Source: FAO, The State of World Fisheries and Aquaculture (SOFIA) 2024 
Note: Animal aquaculture has now overtaken wild capture. 

Production Is Up—So Is Consumption 
As summarized by Our World in Data

“Global production of fish and seafood has quadrupled over the past 50 years. Not only has the world population more than doubled over this period, but the average person now eats almost twice as much seafood as half a century ago.”

In other words, wild stocks have plateaued and are expected to decline gradually as overfishing is curbed. But global seafood markets are still expanding, driven by rising incomes and a growing appetite for healthy protein, especially in developing economies.

Existential Threat to Wild Salmon, Really?

This debate has perplexed me for decades. I can’t reconcile the claim that salmon farming is an unmanageable threat to wild salmon. I look at the run returns on the Nass and Skeena, where there is no salmon farming. This is what we find:

Skeena and Nass sockeye have experienced declining productivity, together with increasing variability in run size and increased frequency of low returns since 2000.

(Source: Government of Canada, Fisheries and Oceans Canada, 2020)

Something other than salmon farming must be going on. It appears that the precautionary principle is being misunderstood and misapplied. The threat to wild salmon is overemphasized, and the threat to the thousands of individuals and hundreds of small businesses in a supply chain that generates over one billion dollars in rural B.C. is being ignored.

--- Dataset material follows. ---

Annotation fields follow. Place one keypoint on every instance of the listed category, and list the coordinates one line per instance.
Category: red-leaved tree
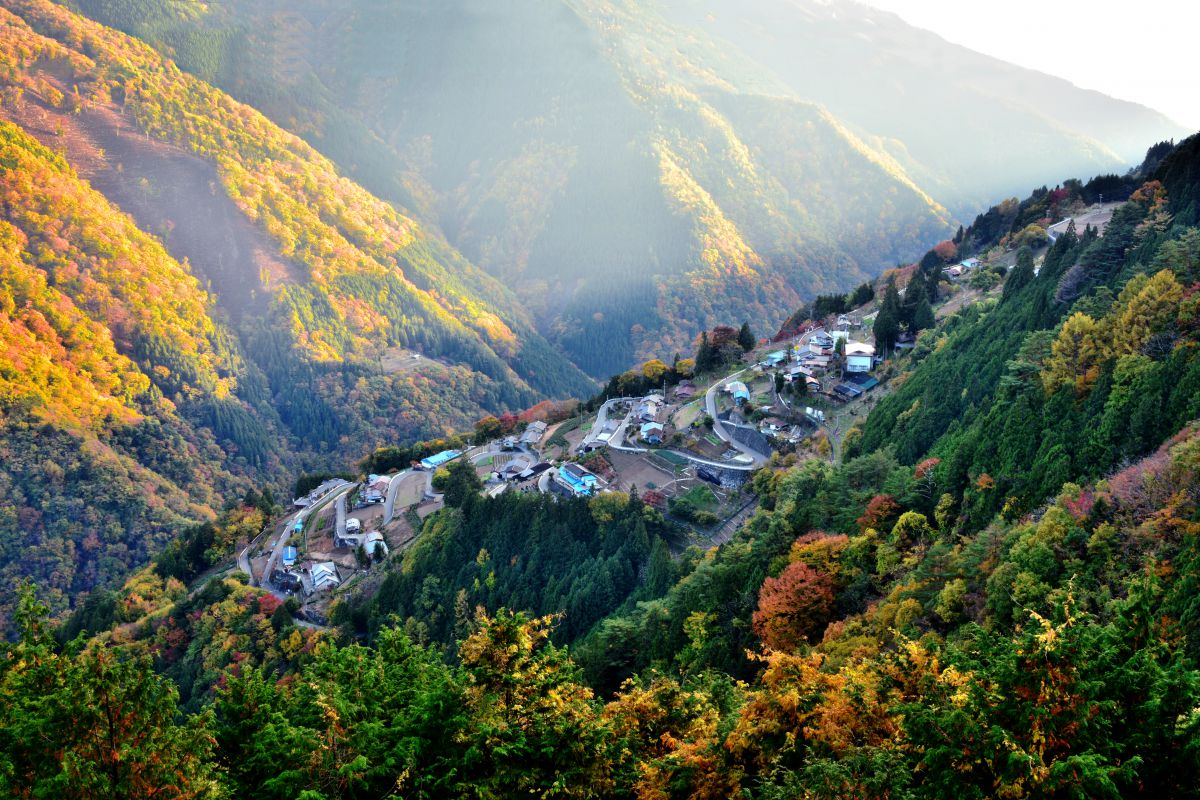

DFO has assessed the risk of Tenacibaculum maritimum, a pathogen that can potentially be transferred from Atlantic salmon to Fraser River sockeye.

The first point in the summary: “Tenacibaculum maritimum released from Atlantic salmon farms operating in the Discovery Islands area was assessed to pose minimal risk to Fraser River sockeye salmon (Oncorhynchus nerka) abundance and diversity under current farm practices.”

On sea lice: DFO publishes data from mandatory monitoring of lice transfers onto juvenile salmon during their outmigration period. Adult salmon are not considered at risk. The farms are compliant with current regulations.

Norway, the world’s top exporter of farmed salmon, has yet to solve the financial and environmental drawbacks of closed-containment and land-based salmon farming. Yet it continues to issue new open-net pen licences as an incentive to encourage investment in innovation.

What do we do in Canada? We scare investors and innovation back to Norway.

We should support the Coalition of First Nations for Finfish Stewardship (FNFSS) in their campaign to continue building prosperity in their communities. These are remote communities with industrial infrastructure today.

In a health and safety investigation, risks are ranked and options laid out. The pragmatic, solution-oriented representatives, both workers and management, search for best practices, not underestimation or exaggeration. Everyone benefits. The job continues, but it’s safer.

Jim Rushton is a 46-year veteran of BC’s resource and transportation sectors, with experience in union representation, economic development, and terminal management.